MOUNTAIN VIEW, Calif.-Intel co-founder and Chairman Emeritus Gordon E. Moore was a 30-year-old executive at Fairchild Camera & Instrument back in January 1959 when the theory behind the silicon integrated processor was published by colleague Robert Noyce.
Since that Eisenhower administration year, information technology has evolved a hundredfold. And much of that development is due to the successful implementation of squeezing down transistors, resistors and other elements into smaller and smaller processor forms onto silicon wafers.
Dr. Moore, 80, and another Fairchild co-founder, Dr. Jay Last, have survived all these years to witness how the fruits of their development of the silicon-based processor have served mankind.
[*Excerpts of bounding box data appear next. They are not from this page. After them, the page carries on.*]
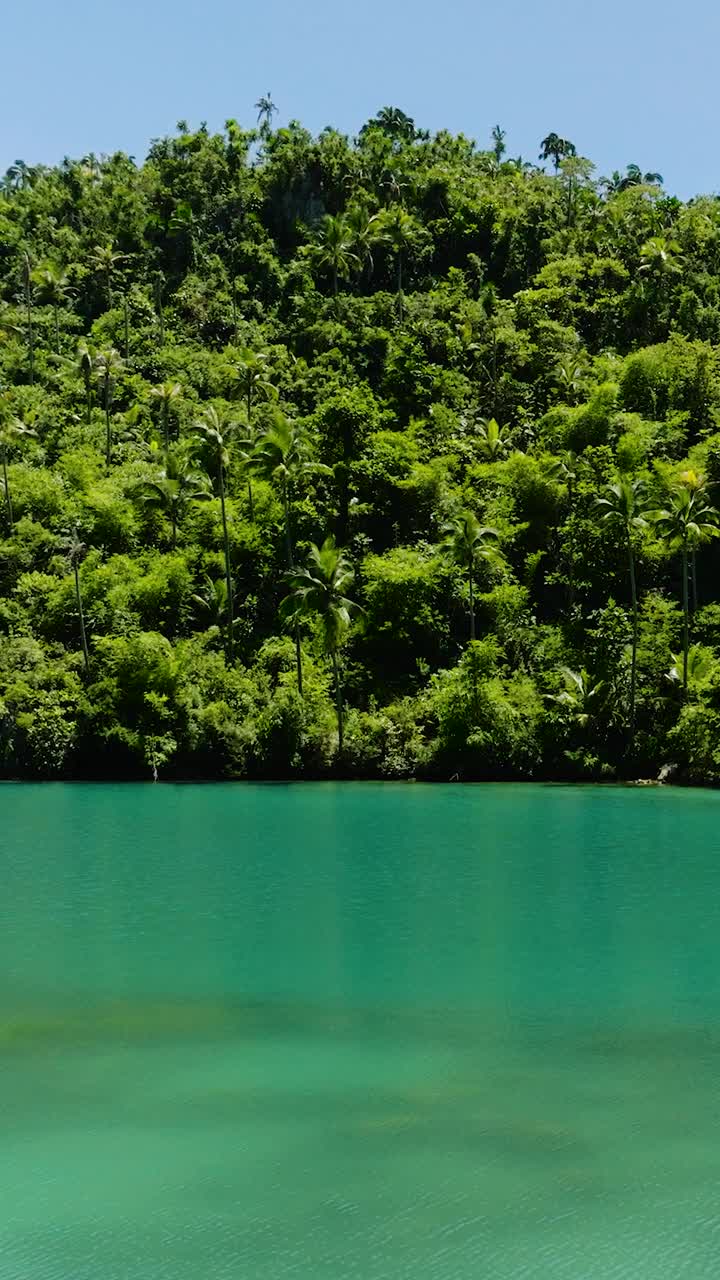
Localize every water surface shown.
[0,783,720,1280]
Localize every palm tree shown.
[478,417,509,462]
[443,511,501,640]
[491,124,507,164]
[647,481,719,696]
[539,133,578,173]
[255,90,278,136]
[32,262,70,356]
[90,241,129,311]
[23,252,35,387]
[380,206,416,323]
[76,338,97,422]
[0,417,37,532]
[279,536,361,755]
[94,347,123,467]
[150,381,182,449]
[250,410,332,696]
[140,449,213,550]
[64,525,90,672]
[596,475,647,746]
[313,214,360,298]
[195,404,240,662]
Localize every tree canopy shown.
[0,107,720,782]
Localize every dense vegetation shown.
[0,100,720,781]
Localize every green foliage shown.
[0,115,720,781]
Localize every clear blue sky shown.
[0,0,720,196]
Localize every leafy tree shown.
[648,481,719,696]
[279,536,360,755]
[445,511,500,640]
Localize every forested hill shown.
[0,110,720,781]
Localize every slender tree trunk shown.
[283,480,302,698]
[123,293,129,360]
[332,649,345,755]
[3,448,15,532]
[73,561,90,671]
[628,530,638,748]
[683,541,691,698]
[24,253,35,387]
[105,381,113,470]
[155,279,165,347]
[220,462,234,662]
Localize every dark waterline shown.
[0,783,720,1280]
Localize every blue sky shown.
[0,0,720,196]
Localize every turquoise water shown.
[0,785,720,1280]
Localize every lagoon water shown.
[0,783,720,1280]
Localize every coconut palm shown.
[596,475,647,745]
[250,410,332,696]
[32,262,70,356]
[150,381,182,449]
[195,404,240,662]
[647,480,719,696]
[313,214,360,298]
[94,347,124,467]
[279,536,361,755]
[74,338,97,422]
[22,252,35,385]
[138,449,213,550]
[63,525,90,672]
[0,417,37,532]
[90,241,129,311]
[443,511,501,640]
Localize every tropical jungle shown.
[0,104,720,783]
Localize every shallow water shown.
[0,785,720,1280]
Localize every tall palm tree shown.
[313,214,360,298]
[250,410,332,696]
[32,262,70,356]
[0,417,37,532]
[150,381,182,449]
[90,241,129,311]
[596,475,647,746]
[647,481,719,696]
[64,525,90,672]
[443,511,501,640]
[76,338,97,422]
[94,347,123,467]
[23,252,35,387]
[279,536,361,755]
[539,133,578,173]
[380,205,416,321]
[195,404,240,662]
[138,449,213,550]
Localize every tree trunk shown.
[683,541,691,698]
[220,462,234,662]
[73,561,90,671]
[123,293,129,360]
[105,381,113,470]
[628,531,638,748]
[332,649,345,755]
[3,449,15,532]
[283,480,302,698]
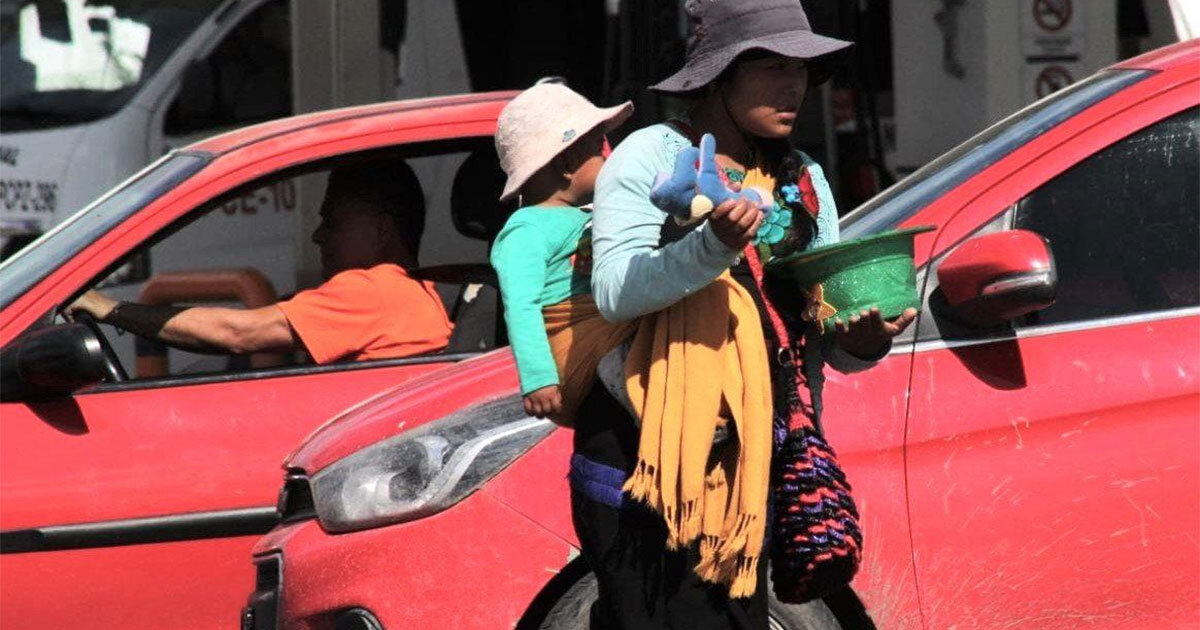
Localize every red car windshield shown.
[0,152,211,308]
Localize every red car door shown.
[906,87,1200,628]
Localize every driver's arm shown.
[66,290,304,354]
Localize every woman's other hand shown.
[524,385,563,418]
[708,198,762,252]
[834,308,917,359]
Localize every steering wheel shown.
[74,311,130,383]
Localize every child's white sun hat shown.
[496,83,634,202]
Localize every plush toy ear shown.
[650,146,700,220]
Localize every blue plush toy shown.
[650,133,769,226]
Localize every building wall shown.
[889,0,1117,173]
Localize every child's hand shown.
[524,385,563,418]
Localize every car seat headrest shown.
[450,146,516,242]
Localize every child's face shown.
[568,128,605,205]
[721,56,809,138]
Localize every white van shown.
[0,0,300,248]
[0,0,302,260]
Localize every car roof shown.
[185,90,521,156]
[1112,40,1200,71]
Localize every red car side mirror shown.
[937,229,1058,326]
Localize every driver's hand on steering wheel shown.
[62,290,116,322]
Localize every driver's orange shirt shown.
[277,264,454,364]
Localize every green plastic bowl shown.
[767,226,935,332]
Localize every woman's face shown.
[719,56,809,138]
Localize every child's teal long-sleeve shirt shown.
[491,205,592,395]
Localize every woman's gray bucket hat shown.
[650,0,851,92]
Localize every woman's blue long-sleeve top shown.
[592,124,877,373]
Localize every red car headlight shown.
[312,396,554,532]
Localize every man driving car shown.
[66,160,452,364]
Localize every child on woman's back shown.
[491,84,632,420]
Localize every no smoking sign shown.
[1021,0,1087,58]
[1033,0,1074,32]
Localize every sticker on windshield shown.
[0,179,59,214]
[19,0,150,92]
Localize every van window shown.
[0,0,221,132]
[163,0,292,137]
[1015,108,1200,325]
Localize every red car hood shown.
[283,348,520,475]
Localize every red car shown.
[248,42,1200,630]
[0,92,525,630]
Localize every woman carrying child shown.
[571,0,916,630]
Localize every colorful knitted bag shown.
[745,168,863,604]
On May 8, both Moore and Last were honored at the 50th anniversary celebration of the same integrated chip that Noyce envisioned so long ago. The event was held at the Computer History Museum here before a standing-room-only crowd.
Moore, visiting with a small group of reporters before the evening's presentation, said that he had no way of knowing that what his company was working on back in the 1960s would turn out to be such an important development in the history of the world's business and communications.
"All you're thinking about at the time is the next product you're coming out with. You of course have no idea about how it's going to affect your customers, let alone the world!" Moore, who appears to be in excellent health, said.